With common lows of 10 degrees Fahrenheit during Massachusetts winters, it’s hard to believe that people can eat New England regional foods from November to April. When a foot or two of snow separates farmers from the soil, that possibility seems to shrink even further. Can we eat locally and seasonally right through our frigid Massachusetts winters, or are we bound to imports from warmer states to sustain ourselves? 

Yes, you can eat that salad this winter and still be eating locally. 
Not only is eating locally and seasonally during the winter in Massachusetts possible, it’s nothing revolutionary. Prior to the introduction of an industrial system of agriculture and an international trade system in America, there was no other option but to eat locally and seasonally all over the continent.

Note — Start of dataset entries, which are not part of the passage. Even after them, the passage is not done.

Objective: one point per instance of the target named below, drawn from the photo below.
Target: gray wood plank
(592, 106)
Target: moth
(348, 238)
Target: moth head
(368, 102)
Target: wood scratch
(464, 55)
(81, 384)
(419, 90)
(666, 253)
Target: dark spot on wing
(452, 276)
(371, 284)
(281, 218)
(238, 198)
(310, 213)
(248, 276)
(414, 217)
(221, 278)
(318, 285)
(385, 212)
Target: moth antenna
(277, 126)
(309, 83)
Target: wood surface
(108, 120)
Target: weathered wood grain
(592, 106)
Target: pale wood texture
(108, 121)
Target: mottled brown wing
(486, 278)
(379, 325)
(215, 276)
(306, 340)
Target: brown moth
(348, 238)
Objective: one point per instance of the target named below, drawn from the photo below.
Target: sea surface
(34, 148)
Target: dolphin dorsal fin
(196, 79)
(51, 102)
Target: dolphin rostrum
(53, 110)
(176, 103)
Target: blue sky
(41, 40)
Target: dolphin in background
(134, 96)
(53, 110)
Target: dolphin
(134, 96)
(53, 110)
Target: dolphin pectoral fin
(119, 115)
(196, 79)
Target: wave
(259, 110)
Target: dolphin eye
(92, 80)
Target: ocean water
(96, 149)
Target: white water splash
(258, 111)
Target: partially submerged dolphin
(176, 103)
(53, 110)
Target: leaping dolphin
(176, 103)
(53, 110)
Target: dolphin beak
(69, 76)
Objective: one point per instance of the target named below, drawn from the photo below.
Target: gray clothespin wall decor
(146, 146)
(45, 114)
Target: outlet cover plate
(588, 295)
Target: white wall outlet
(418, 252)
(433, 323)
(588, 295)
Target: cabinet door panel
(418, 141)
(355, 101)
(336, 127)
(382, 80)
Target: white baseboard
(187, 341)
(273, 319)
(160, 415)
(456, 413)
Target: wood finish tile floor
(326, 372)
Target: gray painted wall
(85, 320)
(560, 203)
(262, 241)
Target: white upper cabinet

The indigenous peoples of the Americas used many food preservation techniques to aid in their winter survival, from drying corn and berries, to storing roots in cool caves, and freezing-drying foods at high altitudes. These practices have stood the test of time, as we continue to use many of them today, albeit with a little more technology and efficiency. 
Coupled with the innovative season-extending practices of modern farmers in our area, it is clear that we are beginning to paint a new picture of what local eating means in frozen winters. This picture shows that eating seasonally during snowy months is not just doable, it is exciting! Eating locally all year gives us a chance to enrich our communities and continue to build resilience as we move towards a healthy and sustainable New England food system.  
Ready to be a winter locavore in Massachusetts? Take some tips from the UMass Healthy and Sustainable Food System Initiative. Here’s how you can do it: 
Start getting your greens from farmers using hoop houses. 
Hoop houses are made from a series of bowed rods placed directly into rows and fields that are covered with green-housing plastic. These simple and cost effective tools harness the heat of the sun, much like a greenhouse. Unlike a greenhouse, hoop houses do not use heating or ventilation systems, and thus do not need sources of outside energy to be sustained. By choosing the right hoop house materials and cold-hearty varieties like Lacinato kale and Hakurei turnips, farmers can grow right through the winter season in Massachusetts. 
Look for frozen fruits and veggies that your local farmer processed! 
Processing centers, like The Franklin County Community Development Center in Greenfield, are providing local farmers with unique opportunities to distribute value-added products (think salsas and frozen broccoli florets) to their surrounding community. Frozen fruits and vegetables retain almost all of their nutritional benefits, so go ahead, go for that extra berry smoothie at Hampshire Dining Common this winter. Chances are it’s got some of the 6,000 pounds of strawberries that Joe Czajkowski froze for UMass over the summer! 

Know your roots (and squash). 
Curing involves storing crops in a warm, humid place for up to two weeks. Many root vegetables and winter squashes are cured by farmers in order to develop sugars within the food and strengthen their skins. This, in turn, extends their shelf life for months, allowing us to enjoy things like sweet potatoes and butternut squash grown in our own backyards as late as March!  
Cold storage crops are your new best friends.  
Cold storage crops include many root crops, brassicas (like cabbage), onions, and potatoes. When stored properly in something like a root cellar, or even your refrigerator, these crops can stay fresh for months.